Cross-channel communications
The more communications channels you have access too, and make use of, the greater the opportunity you have to sell, to market, to make others aware of your product or service. You can use the same message, usually modified slightly to meet the requirements of the communications channel, to make your audience, potential and otherwise, aware of an opportunity. If you aren’t making use of at least 80% of your open and accessible communications channels to reach your audience, you are severely limiting your growth.
Demanding a supply
Demand does not necessarily rise to meet supply. Your skill, product, service or location is not dictated by you but by the market.

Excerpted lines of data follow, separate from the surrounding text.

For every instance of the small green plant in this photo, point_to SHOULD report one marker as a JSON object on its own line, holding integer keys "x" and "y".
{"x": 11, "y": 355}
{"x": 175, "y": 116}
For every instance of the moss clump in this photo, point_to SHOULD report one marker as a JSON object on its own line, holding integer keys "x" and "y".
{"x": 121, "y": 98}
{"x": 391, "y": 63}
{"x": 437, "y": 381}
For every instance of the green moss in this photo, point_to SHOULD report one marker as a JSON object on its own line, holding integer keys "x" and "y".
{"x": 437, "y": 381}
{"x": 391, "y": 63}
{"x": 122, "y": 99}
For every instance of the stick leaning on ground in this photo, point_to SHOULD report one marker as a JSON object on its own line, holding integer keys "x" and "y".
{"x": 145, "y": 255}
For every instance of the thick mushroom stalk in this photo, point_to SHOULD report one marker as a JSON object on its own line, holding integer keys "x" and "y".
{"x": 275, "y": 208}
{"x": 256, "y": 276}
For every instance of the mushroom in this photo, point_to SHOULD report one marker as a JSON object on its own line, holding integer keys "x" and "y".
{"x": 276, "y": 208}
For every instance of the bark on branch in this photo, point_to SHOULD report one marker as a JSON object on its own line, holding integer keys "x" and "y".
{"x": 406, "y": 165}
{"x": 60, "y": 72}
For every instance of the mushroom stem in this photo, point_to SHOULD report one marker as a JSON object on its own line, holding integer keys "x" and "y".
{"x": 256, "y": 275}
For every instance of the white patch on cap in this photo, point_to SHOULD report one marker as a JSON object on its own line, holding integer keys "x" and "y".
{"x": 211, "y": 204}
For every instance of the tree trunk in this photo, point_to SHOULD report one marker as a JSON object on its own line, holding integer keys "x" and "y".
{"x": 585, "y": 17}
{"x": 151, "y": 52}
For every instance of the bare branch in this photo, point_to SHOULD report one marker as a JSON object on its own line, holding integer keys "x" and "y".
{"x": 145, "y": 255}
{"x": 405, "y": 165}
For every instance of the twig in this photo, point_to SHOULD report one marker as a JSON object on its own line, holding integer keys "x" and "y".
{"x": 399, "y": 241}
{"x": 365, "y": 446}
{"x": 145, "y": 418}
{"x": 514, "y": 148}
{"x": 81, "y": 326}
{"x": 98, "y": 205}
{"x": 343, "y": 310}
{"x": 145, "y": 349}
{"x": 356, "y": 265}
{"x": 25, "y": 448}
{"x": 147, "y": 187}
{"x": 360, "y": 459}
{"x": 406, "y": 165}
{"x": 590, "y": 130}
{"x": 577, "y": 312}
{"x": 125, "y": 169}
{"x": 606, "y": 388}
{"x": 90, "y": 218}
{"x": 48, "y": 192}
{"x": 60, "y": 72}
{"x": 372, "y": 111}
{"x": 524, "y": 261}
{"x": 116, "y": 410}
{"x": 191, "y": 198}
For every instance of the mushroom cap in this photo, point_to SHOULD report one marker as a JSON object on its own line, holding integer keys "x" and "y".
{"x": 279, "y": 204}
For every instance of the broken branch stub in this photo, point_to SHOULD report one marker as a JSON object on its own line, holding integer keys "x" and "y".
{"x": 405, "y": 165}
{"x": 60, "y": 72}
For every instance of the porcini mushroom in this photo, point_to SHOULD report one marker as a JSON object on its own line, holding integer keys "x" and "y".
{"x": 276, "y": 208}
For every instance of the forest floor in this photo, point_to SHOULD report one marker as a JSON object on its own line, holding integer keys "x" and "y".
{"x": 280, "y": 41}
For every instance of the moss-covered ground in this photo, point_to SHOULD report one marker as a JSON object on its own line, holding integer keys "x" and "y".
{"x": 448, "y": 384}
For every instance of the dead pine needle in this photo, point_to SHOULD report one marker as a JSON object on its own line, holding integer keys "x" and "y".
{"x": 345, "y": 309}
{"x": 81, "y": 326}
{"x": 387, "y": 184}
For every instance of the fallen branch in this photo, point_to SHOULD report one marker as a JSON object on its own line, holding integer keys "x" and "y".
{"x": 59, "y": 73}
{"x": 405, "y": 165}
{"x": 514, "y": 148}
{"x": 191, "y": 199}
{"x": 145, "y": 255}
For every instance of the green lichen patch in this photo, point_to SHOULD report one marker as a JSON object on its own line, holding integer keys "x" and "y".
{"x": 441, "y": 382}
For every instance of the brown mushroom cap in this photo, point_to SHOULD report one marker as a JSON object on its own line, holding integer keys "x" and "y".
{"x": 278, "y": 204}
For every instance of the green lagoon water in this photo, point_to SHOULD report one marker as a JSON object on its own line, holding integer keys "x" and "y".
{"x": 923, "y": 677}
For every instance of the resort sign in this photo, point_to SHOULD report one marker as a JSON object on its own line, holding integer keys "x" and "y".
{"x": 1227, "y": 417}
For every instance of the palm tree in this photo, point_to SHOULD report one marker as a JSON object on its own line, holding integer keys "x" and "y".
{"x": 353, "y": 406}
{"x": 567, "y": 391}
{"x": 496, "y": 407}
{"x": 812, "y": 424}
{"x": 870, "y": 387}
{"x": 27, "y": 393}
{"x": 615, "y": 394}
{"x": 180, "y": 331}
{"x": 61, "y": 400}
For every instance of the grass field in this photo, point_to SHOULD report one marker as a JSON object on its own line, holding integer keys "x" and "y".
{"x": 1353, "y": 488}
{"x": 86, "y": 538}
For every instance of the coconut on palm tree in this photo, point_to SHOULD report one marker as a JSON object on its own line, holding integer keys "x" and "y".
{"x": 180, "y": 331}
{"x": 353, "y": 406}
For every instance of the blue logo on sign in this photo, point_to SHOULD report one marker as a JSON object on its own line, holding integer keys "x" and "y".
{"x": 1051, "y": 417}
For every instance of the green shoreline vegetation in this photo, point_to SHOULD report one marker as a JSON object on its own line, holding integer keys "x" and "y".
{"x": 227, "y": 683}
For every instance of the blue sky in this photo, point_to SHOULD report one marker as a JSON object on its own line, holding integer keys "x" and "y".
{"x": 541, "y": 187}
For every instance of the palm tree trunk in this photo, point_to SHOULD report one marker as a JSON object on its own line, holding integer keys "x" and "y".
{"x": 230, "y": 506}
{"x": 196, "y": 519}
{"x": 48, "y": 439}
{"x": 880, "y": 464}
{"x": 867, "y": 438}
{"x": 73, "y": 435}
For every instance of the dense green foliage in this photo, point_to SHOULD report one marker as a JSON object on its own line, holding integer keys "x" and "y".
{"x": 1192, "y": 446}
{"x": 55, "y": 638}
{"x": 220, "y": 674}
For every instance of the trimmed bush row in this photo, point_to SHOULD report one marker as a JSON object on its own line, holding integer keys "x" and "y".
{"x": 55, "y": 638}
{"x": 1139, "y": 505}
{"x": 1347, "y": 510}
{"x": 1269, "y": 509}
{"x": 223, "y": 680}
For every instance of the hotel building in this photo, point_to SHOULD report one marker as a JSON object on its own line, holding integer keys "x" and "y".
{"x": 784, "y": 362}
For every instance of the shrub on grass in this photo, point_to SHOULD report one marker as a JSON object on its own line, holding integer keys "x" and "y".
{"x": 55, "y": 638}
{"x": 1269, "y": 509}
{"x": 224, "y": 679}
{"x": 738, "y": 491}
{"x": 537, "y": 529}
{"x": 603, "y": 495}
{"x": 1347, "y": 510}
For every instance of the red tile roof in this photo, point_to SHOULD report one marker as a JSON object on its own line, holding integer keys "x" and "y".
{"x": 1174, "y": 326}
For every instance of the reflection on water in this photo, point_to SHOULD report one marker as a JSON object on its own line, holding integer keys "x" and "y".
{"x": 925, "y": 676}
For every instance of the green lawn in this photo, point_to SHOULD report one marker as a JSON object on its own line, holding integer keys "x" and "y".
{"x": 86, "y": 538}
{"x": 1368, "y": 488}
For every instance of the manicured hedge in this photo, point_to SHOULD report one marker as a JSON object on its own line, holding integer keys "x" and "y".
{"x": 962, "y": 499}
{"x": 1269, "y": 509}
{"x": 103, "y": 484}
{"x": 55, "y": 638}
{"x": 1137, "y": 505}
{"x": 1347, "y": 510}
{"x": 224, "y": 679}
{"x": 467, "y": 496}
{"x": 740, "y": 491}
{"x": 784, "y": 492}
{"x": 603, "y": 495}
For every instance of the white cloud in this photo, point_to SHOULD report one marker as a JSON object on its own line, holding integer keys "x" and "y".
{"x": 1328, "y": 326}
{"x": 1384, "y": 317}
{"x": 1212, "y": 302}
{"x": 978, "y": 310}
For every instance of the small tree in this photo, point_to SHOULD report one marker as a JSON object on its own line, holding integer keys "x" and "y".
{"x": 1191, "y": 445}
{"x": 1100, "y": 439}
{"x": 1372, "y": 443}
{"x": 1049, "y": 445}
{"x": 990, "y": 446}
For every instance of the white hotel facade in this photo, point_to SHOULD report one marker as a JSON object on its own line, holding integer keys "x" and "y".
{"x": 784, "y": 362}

You can influence the market (to a degree), you can even corner the market (for a while), but you cannot ever demand that the market want what you have in stock.
Metrics matter
Publishing and putting our name on something lets us measure how good that something is. Though we want to make sure we use the right measurement. Measuring social media popularity either means you had something worthwhile to say or you’re an exhibitionist. Not a good measurement. How well something sells in the marketplace can sometimes be a good measurement as long as the measurement isn’t being artificially manipulated by paid voices telling us what to like. Good measurements are ones that let us determine where we are going right that isn’t measured solely by popularity. Great measurements are ones that let us determine where we are going right because we figured out which of the ones available that other people came up with that we can apply to our startup. Really great measurements are ones that let us determine where we are going right because we figured out the measurements. And fantastic measurements are ones that let us determine not only where we are going right but where we are going wrong too.
A virus that leads you by the nose
Be like a politician, have a different piece of viral content for each audience segment you address.
A message on aging healthcare is of interest to people 65 and over.
Not so much to the jaded hipster living on coffee and hope.
Create multiple messages that lead each segment to your product or service.
Resonate frequency of a virus
Viral content resonates.
Not with everyone.
Viral content resonates with a micro-audience that garners “That’s so me!” as a response in your intended audience followed by “I need to share this with other people that are just like me.”
But the best viral content?
“I know something just like this, I need to share it with them.”